Language Technologies Institute, School of Computer Science, Carnegie Mellon University, 5000 Forbes Avenue, Pittsburgh, PA 15213, USA.
BMC Genomics. 2009 Dec 3;10 Suppl 3(Suppl 3):S30. doi: 10.1186/1471-2164-10-S3-S30.
Human immunodeficiency virus-1 (HIV-1) has a minimal genome of only 9 genes, which encode 15 proteins. HIV-1 thus depends on the human host for virtually every aspect of its life cycle. The universal language of communication in biological systems, including between pathogen and host, is via signal transduction pathways. The fundamental units of these pathways are protein protein interactions. Understanding the functional significance of HIV-1, human interactions requires viewing them in the context of human signal transduction pathways.

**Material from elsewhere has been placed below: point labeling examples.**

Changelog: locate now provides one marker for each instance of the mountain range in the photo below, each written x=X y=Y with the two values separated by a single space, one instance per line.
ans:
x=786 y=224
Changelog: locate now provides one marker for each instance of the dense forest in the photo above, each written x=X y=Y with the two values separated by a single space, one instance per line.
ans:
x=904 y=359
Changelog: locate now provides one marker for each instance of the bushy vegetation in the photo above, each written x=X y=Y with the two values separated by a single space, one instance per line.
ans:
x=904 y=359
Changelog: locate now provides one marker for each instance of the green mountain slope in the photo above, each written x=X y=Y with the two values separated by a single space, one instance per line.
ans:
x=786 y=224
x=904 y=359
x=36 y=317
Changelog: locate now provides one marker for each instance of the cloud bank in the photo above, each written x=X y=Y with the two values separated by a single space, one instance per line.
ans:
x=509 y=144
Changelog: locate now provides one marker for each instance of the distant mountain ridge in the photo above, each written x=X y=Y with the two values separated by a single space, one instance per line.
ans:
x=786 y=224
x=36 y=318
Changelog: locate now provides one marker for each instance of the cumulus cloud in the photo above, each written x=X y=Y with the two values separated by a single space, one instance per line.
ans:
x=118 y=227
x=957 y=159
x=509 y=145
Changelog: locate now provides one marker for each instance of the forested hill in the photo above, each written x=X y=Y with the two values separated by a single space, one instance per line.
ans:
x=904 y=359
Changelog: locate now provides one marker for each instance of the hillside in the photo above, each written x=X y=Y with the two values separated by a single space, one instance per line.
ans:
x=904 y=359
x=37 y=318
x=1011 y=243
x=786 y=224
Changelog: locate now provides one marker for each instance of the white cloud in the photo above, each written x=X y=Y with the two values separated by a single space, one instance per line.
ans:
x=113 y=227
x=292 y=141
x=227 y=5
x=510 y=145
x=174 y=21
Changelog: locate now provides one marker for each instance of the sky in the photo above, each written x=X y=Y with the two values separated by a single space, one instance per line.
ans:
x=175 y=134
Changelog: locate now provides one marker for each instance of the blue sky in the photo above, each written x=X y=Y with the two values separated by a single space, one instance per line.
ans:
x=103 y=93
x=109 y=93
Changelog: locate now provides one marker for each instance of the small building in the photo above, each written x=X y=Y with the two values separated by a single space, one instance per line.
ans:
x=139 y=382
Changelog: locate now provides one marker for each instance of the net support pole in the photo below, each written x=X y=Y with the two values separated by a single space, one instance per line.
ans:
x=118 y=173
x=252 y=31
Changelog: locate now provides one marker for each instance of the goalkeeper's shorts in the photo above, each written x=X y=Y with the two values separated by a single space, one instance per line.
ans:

Integration of HIV-1, human interactions with known signal transduction pathways indicates that the majority of known human pathways have the potential to be effected through at least one interaction with an HIV-1 protein at some point during the HIV-1 life cycle. For each pathway, we define simple paths between start points (i.e. no edges going into a node) and end points (i.e. no edges leaving a node). We then identify the paths that pass through human proteins that interact with HIV-1 proteins. We supplement the combined map with functional information, including which proteins are known drug targets and which proteins contribute significantly to HIV-1 function as revealed by recent siRNA screens. We find that there are often alternative paths starting and ending at the same proteins but circumventing the intermediate steps disrupted by HIV-1.
A mapping of HIV-1, human interactions to human signal transduction pathways is presented here to link interactions with functions. We proposed a new way of analyzing the virus host interactions by identifying HIV-1 targets as well as alternative paths bypassing the HIV-1 targeted steps. This approach yields numerous experimentally testable hypotheses on how HIV-1 function may be compromised and human cellular function restored by pharmacological approaches. We are making the full set of pathway analysis results available to the community.
人类免疫缺陷病毒 1 型(HIV-1)的基因组仅有 9 个基因,编码 15 种蛋白。因此,HIV-1 在其生命周期的几乎所有方面都依赖于人类宿主。包括病原体和宿主之间在内的生物系统中的通用交流语言是信号转导途径。这些途径的基本单元是蛋白质-蛋白质相互作用。要理解 HIV-1、人类相互作用的功能意义,就需要将它们置于人类信号转导途径的背景下进行观察。
将 HIV-1 与已知信号转导途径的相互作用整合表明,在 HIV-1 生命周期的某个阶段,大多数已知的人类途径都有可能通过与 HIV-1 蛋白的至少一次相互作用来产生影响。对于每条途径,我们定义了从起始点(即没有进入节点的边)到终点(即没有离开节点的边)之间的简单路径。然后,我们确定了经过与人 HIV-1 蛋白相互作用的人类蛋白的路径。我们用功能信息补充了组合图谱,包括哪些蛋白是已知的药物靶点,以及哪些蛋白在最近的 siRNA 筛选中揭示了对 HIV-1 功能的重要贡献。我们发现,通常有替代路径从相同的蛋白质开始和结束,但绕过了被 HIV-1 破坏的中间步骤。
这里提出了一种将 HIV-1 与人类信号转导途径的相互作用映射到人类信号转导途径的方法,将相互作用与功能联系起来。我们提出了一种新的方法来分析病毒-宿主相互作用,即确定 HIV-1 的靶点以及绕过 HIV-1 靶向步骤的替代路径。这种方法产生了许多可通过实验检验的假设,即 HIV-1 功能如何受到干扰以及通过药理学方法恢复人类细胞功能。我们正在向社区提供完整的通路分析结果。